VM Investments Limited got whipped by monetary belt-tightening, and falling investor confidence, which pushed down its earnings by 94 per cent in the June quarter.

Still the company said its team was “resolute” and would press ahead with growth plans that include new services and products.

“Notwithstanding the turbulent investment market conditions, we are focused on executing key strategic initiatives. These are, building our Caribbean Asset Management platform, and we hope to complete the acquisition of Republic Funds Inc (Barbados) by year end,” said CEO Rezworth Burchenson.

“We are building our private equity portfolio and are aiming to announce further progress by year end. To improve our efficiency and employee experience, our digitalisation efforts continue with multiple projects under way,” he told the Financial Gleaner.

In the June 2022 quarter, the company earned a profit of $238 million, but that was cut to $14.1 million, and most of the earnings in the current period were due to its share of the profits of Barbados-based online lending platform Carilend, amounting to $13.6 million.

“Ultimately, the inflationary pressures, higher interest rates and unsettled investment markets resulted in net profit of $14.1 million for the quarter,” said VMIL.

VM Investments is part of the VM Financial Group, which also includes VM Building Society, VM Wealth Management, VM Money Transfer, VM Pension Management and VM Finance.

The VMIL stock is currently trading below $3, falling from $7 in 2022. The stock market has been in decline with the heightening of interest rates by the Bank of Jamaica since the fall of 2021.

Financial companies have been hit by eroding asset prices as a result of the rate hikes and other turbulence.

“We redefined our internal processes, talent management, and technology during the June quarter, which resulted in improved efficiency and the automation of several procedures across the group,” said VM Investments.

The company saw a mixed bag of growth and contraction for its various services.

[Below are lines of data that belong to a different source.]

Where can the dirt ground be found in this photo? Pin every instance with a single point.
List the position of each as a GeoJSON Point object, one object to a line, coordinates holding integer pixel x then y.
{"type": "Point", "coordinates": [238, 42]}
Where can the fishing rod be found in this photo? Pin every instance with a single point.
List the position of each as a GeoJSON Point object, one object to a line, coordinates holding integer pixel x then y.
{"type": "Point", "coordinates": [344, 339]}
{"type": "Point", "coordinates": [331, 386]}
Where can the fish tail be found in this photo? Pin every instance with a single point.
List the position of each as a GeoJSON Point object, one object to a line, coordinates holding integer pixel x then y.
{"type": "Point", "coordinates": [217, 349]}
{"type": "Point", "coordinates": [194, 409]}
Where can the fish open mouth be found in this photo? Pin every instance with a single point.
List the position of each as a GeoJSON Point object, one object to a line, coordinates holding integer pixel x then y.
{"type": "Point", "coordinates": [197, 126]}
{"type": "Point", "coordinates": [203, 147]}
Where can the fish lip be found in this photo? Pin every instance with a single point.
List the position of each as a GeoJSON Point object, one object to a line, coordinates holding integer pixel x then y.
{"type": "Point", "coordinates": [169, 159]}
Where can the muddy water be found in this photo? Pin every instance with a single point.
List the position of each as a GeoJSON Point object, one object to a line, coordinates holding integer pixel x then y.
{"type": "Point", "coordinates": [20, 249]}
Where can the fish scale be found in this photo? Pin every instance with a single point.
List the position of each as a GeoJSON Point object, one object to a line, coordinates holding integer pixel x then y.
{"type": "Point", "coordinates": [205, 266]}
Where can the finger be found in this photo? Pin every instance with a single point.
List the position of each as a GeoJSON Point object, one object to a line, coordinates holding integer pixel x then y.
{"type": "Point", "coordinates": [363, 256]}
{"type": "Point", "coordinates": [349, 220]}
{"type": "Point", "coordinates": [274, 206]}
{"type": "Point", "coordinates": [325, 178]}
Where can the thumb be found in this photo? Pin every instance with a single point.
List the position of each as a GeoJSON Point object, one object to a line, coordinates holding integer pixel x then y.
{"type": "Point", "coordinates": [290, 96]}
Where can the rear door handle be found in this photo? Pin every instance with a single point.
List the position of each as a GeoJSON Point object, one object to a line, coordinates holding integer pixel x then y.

Its loan portfolio grew 6.37 per cent, but its portfolio of resale agreements declined by 7.3 per cent. Investment securities increased 0.49 per cent and net investments in finance lease declined by 26.9 per cent.

It all contributed to a 32 per cent increase in core income for the quarter and a 23.9 per cent improvement on year-to-date basis, the company said.

However, higher interest rates overwhelmed those improvements, resulting in a 42.7 per cent increase in interest expense year-on-year. This ultimately resulted in negative net interest income of $27.7 million for the quarter and $63.89 million year-to-date. A relatively “depressed” capital market, coupled with lower brokerage volumes resulted in a 55 per cent decline in net fees and commissions to $158 million.

VMIL, however, reported growth in total equity to $3 billion, up from $2.86 million the previous year.